The statistics, moreover, speak for themselves. Now that companies employing more than 250 people are obliged by law to release their gender pay figures, all the world can see that in advertising something is badly amiss. The numbers make sorry reading. In 2018, the worst gender pay gap in the industry was 44.7% at JWT. JWT has a reputation for being very male, but at AMV BBDO, whose CEO was then a woman, Cilla Snowball, it was 37.5%; at adam&eveDDB, an agency also run by a woman, Tammy Einav, the gap was 34.2%. Across the industry, 29% of staff are women, but they tend to rise only so far; they are more rarely in leadership roles, on the board, or partners – and it is this, in part, that skews the figures. More notably, they account for only 12% of creative directors, often among the most highly paid roles in an agency.
"Those white guys are sitting pretty. Enormous salaries, bonuses, stock options, expenses… Why would they rock the boat?”
“When we do presentations, our killer slide is a photograph of all the creative directors: basically, a load of white men,” says Ali Hanan, a former creative at Ogilvy who is now the chief executive of Creative Equals, an organisation that champions diversity in the creative industries. “Then we show a slide of the people they’re making ads for: 85% of purchasing decisions are made by women. It’s shocking. The Advertising Standards Authority wouldn’t have had to introduce guidelines on gender stereotyping if more women had been working on the ads in the first place.”
It is, she says, a vicious circle. “Women are often not invited to the pitch table [when the agency is working on a pitch for a new client]. Their work is 10% less likely to be put forward for awards, and when it is, historically, the men have always been running the juries. Thanks to all this, 12% of creative women are thinking of leaving in the next couple of years.”
Women may be held back by a lack of mentors (only 25% of women have a female line manager) and by long-hours culture (during a pitch, people are often in the office until the small hours). But there is also the question of what happens to new mothers. According to Hanan: “There’s a phrase in our industry: you’re only as good as your last piece of work. That’s particularly unforgiving for those coming back after maternity leave.”
Two women told me about their experiences in this regard. “I was often the only female in the room,” says one former creative. “When I came back from having my son, my work had been handed to a 23-year-old man. I got a lawyer, pursued a discrimination case, and won a pay-off that was big enough for a down payment on a flat. But I also had to sign a non-disclosure agreement. They bought my silence.”
The use of NDAs is widespread. “There is absolute paranoia about image and damage limitation,” says one CEO. But while the signing of an NDA may secure a larger financial payment for women who have been discriminated against, it comes with a heavy price. “I’ve met women who have signed NDAs,” says Nicola Kemp, an editor at the trade magazine Campaign. “They’re a form of gaslighting.
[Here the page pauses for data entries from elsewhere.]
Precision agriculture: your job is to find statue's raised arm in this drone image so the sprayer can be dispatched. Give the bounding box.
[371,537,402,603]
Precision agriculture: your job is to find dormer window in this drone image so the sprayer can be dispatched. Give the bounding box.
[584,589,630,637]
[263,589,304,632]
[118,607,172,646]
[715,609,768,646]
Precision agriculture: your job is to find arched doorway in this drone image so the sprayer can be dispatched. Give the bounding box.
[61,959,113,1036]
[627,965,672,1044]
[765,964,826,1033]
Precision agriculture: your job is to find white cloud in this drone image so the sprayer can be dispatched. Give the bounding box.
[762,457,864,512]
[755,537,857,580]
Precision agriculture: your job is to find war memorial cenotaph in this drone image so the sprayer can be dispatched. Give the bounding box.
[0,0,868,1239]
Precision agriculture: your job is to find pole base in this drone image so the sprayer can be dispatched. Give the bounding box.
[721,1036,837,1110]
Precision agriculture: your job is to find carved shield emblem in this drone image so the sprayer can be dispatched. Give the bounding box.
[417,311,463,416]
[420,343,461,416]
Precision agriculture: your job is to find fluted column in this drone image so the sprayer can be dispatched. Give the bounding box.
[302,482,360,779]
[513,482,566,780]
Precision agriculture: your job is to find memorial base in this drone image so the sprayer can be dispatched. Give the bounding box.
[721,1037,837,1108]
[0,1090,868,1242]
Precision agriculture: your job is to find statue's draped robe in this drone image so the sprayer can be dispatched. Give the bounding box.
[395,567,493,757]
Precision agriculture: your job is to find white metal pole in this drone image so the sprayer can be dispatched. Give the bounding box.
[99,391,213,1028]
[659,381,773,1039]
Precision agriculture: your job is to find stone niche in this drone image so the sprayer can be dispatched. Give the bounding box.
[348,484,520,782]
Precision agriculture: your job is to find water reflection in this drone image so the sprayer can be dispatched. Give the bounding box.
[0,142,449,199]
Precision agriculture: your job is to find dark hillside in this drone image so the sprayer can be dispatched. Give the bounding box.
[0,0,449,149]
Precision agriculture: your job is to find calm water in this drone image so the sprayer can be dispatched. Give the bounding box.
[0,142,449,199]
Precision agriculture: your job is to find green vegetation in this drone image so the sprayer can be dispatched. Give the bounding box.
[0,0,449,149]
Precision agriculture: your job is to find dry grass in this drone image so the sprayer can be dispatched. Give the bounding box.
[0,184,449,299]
The women turn in on themselves, blaming themselves for experiences that are not their fault. That companies address this culture in the future is vital. In my opinion, it’s a form of corporate negligence.”
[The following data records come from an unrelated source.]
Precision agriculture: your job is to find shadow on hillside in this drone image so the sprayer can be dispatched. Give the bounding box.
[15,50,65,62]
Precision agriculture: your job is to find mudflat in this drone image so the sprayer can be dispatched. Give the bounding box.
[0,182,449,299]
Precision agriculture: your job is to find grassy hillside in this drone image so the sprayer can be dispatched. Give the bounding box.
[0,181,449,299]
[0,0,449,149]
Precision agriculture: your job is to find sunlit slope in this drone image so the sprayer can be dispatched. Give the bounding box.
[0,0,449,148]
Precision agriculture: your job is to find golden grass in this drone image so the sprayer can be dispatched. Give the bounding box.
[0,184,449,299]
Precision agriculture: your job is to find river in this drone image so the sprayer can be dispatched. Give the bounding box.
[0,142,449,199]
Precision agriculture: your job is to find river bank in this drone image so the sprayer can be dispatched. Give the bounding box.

Finally, there is the issue of sexual harassment, another means by which a woman’s career may be derailed. Opinions vary as to how widespread it is in the industry. A survey of 3,500 advertising employees carried out by the #timeTo initiative found that 34% of women questionedhad been harassed, the majority of them more than once. A quarter of the sample had been harassed six times or more. Among females aged 18 to 24 – in other words, women at the beginning of their careers – 20% had been harassed, most by more senior colleagues. Of those who reported their harassment, half were dissatisfied with the outcome; 83% had not reported it on the grounds that they didn’t trust the reporting system and were afraid of damaging their careers.
“Our industry is a very social one,” says Kerry Glazer, the CEO of AAR, a former president of WACL, and one of those involved in #timeTo. “Our survey told us that harassment was most common where socialising, travel and alcohol were involved.”
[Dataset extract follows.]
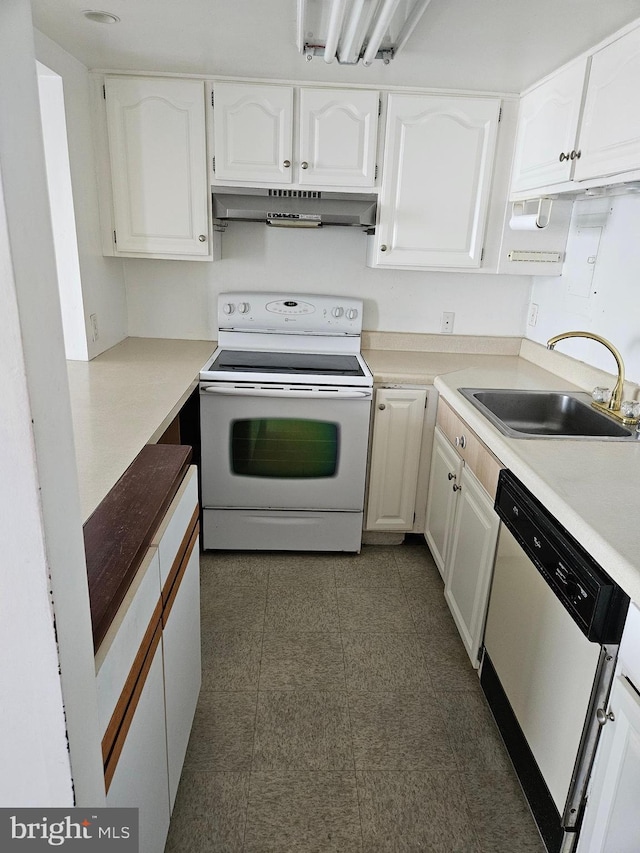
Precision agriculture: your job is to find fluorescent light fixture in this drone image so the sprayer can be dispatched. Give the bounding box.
[324,0,347,62]
[298,0,431,66]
Is she optimistic these figures will have improved when, later this year, the companies that have endorsed #timeTo will be surveyed? “Yes, I do feel optimistic,” she says. “The code sets out clearly what to do if you have experienced or witnessed harassment, or if you have overstepped the mark yourself. It is clear that if a company doesn’t act properly having signed up to the code after someone comes forward with a complaint, it will be very much the worse for it.”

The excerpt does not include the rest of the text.